KEEP EVERYONE UPDATED WITH THERE PROGRESS WONT U


----------



## kthissucks (Jul 12, 2009)

ChloeLouise said:


> His eyes look ruby, and some ruby or pink eyed rats sway because they have bad vision and it helps them see


i think it is the bad vision thing cause when i went to give him a cheerio he just swayed at it then grabed it kinda like "what the..O! gimmy!"


----------



## Stace87 (Jun 24, 2008)

kthissucks said:


> ChloeLouise said:
> 
> 
> > His eyes look ruby, and some ruby or pink eyed rats sway because they have bad vision and it helps them see
> ...


It will be due to his poor eyesight. The swaying enables them to build up a picture of what they're looking at. I think some black eyed rats do this too.


----------



## littlematchstick (Apr 12, 2009)

Stace87 said:


> It will be due to his poor eyesight. The swaying enables them to build up a picture of what they're looking at. I think some black eyed rats do this too.


I have a black eyed girl who does this...I always think they look drunk!


----------



## kodkingvegeta (Aug 7, 2009)

2 of my rats sway, one is a white rat with pink eyes.
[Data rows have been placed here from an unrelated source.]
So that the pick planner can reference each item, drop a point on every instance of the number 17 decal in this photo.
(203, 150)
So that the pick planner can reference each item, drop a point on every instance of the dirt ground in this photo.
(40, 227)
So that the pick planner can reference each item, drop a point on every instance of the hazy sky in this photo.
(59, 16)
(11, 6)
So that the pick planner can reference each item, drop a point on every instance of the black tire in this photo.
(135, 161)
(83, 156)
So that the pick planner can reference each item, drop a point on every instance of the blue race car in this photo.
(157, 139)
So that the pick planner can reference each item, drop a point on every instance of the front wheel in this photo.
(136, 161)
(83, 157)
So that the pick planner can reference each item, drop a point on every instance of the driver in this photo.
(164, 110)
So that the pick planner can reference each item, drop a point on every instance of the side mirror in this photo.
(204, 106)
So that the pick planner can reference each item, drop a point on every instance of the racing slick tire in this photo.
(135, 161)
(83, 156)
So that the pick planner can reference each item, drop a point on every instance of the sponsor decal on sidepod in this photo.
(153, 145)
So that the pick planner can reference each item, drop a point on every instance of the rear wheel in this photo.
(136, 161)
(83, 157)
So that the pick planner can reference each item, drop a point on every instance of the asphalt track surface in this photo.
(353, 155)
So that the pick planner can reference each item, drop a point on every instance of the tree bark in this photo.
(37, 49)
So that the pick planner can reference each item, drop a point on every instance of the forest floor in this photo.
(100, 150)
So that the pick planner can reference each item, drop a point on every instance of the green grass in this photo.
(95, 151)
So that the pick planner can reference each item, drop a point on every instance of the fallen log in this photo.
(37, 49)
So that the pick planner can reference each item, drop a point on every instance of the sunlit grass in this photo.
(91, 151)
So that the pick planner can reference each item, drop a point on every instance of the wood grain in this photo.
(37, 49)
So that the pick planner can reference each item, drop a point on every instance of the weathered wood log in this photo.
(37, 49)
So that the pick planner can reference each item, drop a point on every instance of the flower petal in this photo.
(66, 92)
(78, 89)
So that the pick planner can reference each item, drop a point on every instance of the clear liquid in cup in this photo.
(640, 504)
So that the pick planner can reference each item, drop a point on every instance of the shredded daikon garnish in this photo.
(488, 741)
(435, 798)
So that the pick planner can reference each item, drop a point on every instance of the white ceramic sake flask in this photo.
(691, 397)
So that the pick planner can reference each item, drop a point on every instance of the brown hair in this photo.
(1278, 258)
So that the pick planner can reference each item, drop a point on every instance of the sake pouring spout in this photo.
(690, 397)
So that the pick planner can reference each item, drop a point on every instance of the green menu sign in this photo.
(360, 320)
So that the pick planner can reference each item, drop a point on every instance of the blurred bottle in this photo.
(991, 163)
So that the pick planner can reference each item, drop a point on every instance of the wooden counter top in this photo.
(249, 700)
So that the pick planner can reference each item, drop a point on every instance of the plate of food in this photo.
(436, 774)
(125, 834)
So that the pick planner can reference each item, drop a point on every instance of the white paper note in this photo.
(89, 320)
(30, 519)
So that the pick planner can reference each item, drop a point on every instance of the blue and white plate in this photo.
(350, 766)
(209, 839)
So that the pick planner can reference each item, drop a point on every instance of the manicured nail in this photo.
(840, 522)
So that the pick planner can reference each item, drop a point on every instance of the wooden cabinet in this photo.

The other is a brownish and white with black eyes.

But your rat is very cute, I hope they get along.


----------



## kthissucks (Jul 12, 2009)

i hope they get along im thinking about trying to introduce them in a neutral spot tomorrow or i might get bored and try tonight. the worst he seems to have is the same sneeze buddy has. man he is the sweetest rat i think ive ever met! ive had him only 2 days and hes all curled up under my chin possibly asleep i donno.


----------



## Corpseflower (Jun 12, 2009)

You aren't going to quarantine? Might be a bad mistake....


----------



## Stace87 (Jun 24, 2008)

Is the new rat being quarantined?


----------



## teresaisaacs (Jul 31, 2009)

awwww... he is cute as!!! he looks cheeky!! xxx


----------



## kthissucks (Jul 12, 2009)

Corpseflower said:


> You aren't going to quarantine? Might be a bad mistake....


he doesnt have anything that buddy doesnt already have they lived together in a pet store for who knows how long they havent been apart long enought for smoky to have any thing different? so i figrued how could they give eatch other anything else?


----------



## Corpseflower (Jun 12, 2009)

I bought two girl rats from the same breeder as one of my rats that's already been introduced to the group safely but I'm still keeping them in another room for the three week quarantine. You never know what could have happened at the place since you bought Buddy. Better safe than sorry, I always say.


----------



## nikki_malicious (Jun 24, 2009)

kthissucks said:


> ChloeLouise said:
> 
> 
> > His eyes look ruby, and some ruby or pink eyed rats sway because they have bad vision and it helps them see
> ...



lmao!! i loooove when they do that!! its like the "what are you doing.... why are you... oo!!! nom-noms!!!" 

and smokey looks just like my peanut  hes adorable


----------



## kthissucks (Jul 12, 2009)

buddy and smoky have been getting along great. they fight a little every now and them im not to sure if thats a good thing or not but most of the time they are cuddled up together sleeping but for some reason when i catch them they part and sleep on other sides of the cage









buddys head is under smokys belly


----------



## Corpseflower (Jun 12, 2009)

They're probably just play fighting.  No blood, no fowl.

Very cute picture.


----------



## Legry (Jan 2, 2009)

Smoky is very cute ;D


----------